Aldric ventured to air his view, saying, “The war that divides this kingdom forces me to disagree with you, fair princess. I kill as I must, and I cannot bear the burden of guilt that you would heap upon lords like me. I would soon share the grave of my fallen men if I did that, and then who would lead in my stead? My sons are too young to lead, much as Prince Lornigan was too young to lead when Great Donigan perished in the talons of Andokandazur the Black. That would create more strife within the realm, thereby piling misery atop misery.” Aldric shook his head and said sadly, “No, princess. For the sake of order alone, I prefer to remember this battle by the Bushubu Spear.”
“I understand your view,” Avalar murmured in agreement with Aldric.
“I forgive you your view,” Avalana conceded with a hard set to her jaw.
“Avalana!” barked Avalar. “You misspeak! Pray Aldric to forgive your harsh judgment. He does not sin by the necessity of his duty.”
“I am not offended, good king,” Aldric assured him.
“Well, I am,” Avalar promised him, with his eyes incredulous due to his daughter’s solemn offense.
“The memory of one spear only leads to another spear,” Avalana accused. “Then another leads to another. I do not pray forgiveness, father. It is foolish to remember this battle, or any other, by a Bushubu Spear.” She left them to go tend the wounds of other injured men.
Aldric pressed his lips together to hold back his objection.

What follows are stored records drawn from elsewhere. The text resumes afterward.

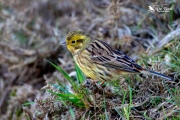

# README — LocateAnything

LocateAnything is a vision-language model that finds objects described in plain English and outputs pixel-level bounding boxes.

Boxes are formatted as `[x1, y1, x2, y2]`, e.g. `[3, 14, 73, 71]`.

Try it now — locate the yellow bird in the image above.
[66, 29, 172, 82]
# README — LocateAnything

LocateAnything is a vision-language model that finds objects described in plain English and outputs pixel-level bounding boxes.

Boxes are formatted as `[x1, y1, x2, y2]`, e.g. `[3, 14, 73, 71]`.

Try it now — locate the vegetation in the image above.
[0, 0, 180, 120]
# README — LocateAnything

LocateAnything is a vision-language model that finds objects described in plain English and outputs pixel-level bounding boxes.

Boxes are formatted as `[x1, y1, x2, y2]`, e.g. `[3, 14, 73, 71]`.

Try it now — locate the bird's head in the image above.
[66, 29, 91, 54]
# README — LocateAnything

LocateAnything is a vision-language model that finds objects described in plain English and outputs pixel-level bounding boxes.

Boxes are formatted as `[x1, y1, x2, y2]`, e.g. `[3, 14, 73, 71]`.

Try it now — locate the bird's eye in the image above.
[72, 41, 75, 43]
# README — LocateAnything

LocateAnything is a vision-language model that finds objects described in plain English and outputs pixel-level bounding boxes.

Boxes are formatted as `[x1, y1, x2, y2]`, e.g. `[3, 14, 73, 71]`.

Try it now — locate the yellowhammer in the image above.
[66, 29, 172, 81]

King Avalar appeared on the brink of exploding, and if he did not burst, veins pulsing in his neck and his forehead were like to do so in his stead.
Loric wrest
led with the subject, uncomfortable with the bitterness it had caused in the once-merry company he now kept. He saw Aldric’s wounded men all around him. The dead spoke loudly in favor of the argument the princess had presented. Still, he remembered a savage face with man-flesh hanging from its mouth, and he chose to remember the Bushubu Spear.
Chapter Eight
A Clean Man
It took several hours to reorganize the company. Wounded were given field care to stop their bleeding. Dead men were bound in tent canvas to make their journey to Moonriver Castle. The fallen Bushubu were stacked and burned. In fact, they were still burning when Aldric
commanded the ox horn to sound. Aldric assigned a dozen volunteers to keep watch over the fire until Captain Hauldren’s company could come and relieve them.

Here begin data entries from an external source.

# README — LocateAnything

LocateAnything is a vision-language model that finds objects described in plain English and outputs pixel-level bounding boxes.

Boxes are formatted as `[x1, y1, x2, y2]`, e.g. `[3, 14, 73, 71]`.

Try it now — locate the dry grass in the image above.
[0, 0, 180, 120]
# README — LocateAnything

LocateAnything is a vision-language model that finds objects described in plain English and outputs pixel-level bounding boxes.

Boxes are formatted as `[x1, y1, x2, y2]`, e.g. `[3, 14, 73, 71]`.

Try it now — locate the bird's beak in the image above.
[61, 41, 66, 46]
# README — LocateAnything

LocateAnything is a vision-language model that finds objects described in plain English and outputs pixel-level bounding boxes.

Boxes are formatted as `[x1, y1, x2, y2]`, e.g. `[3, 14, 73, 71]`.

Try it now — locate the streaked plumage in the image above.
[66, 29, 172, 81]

As they mounted up and proceeded along the Old King’s Way, Loric noticed that Avalana wore a pleasant smile once more. She talked gaily with Aldric and Avalar, causing the young traveler from Taeglin to wonder if the argument between them had truly taken place, or if he might have imagined the whole exchange. Loric brushed the matter aside, as he was caught up in the warmth of the woman’s glow.

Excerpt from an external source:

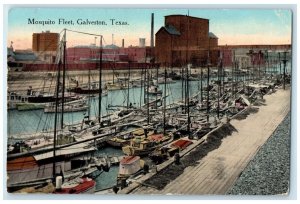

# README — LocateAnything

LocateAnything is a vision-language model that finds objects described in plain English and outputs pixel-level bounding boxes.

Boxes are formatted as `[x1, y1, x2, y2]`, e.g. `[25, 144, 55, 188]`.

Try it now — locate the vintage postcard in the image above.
[5, 6, 294, 196]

Aldric cast a proud glance Loric’s way, before informing his noble guests, “King Avalar, Princess Avalana, I would escort you to the Moon Bridge, but then my men shall have to see you safely on from there. My bold young companion wishes to make an oath of service to me, but a bit of ceremony is in order. It would delay you further, and we have delayed you overlong already. I could not in good conscience keep you at risk in the wilds of Riverwood, so I would send you on ahead of us.”
“Do not be ridiculous, Lord Aldric!” Avalar exclaimed in a hurt tone. “I would feel cheated to miss this ceremony. What a fascinating opportunity to see this aspect of Beledonian Culture at work. No, Aldric. I must insist upon standing witness to this event.”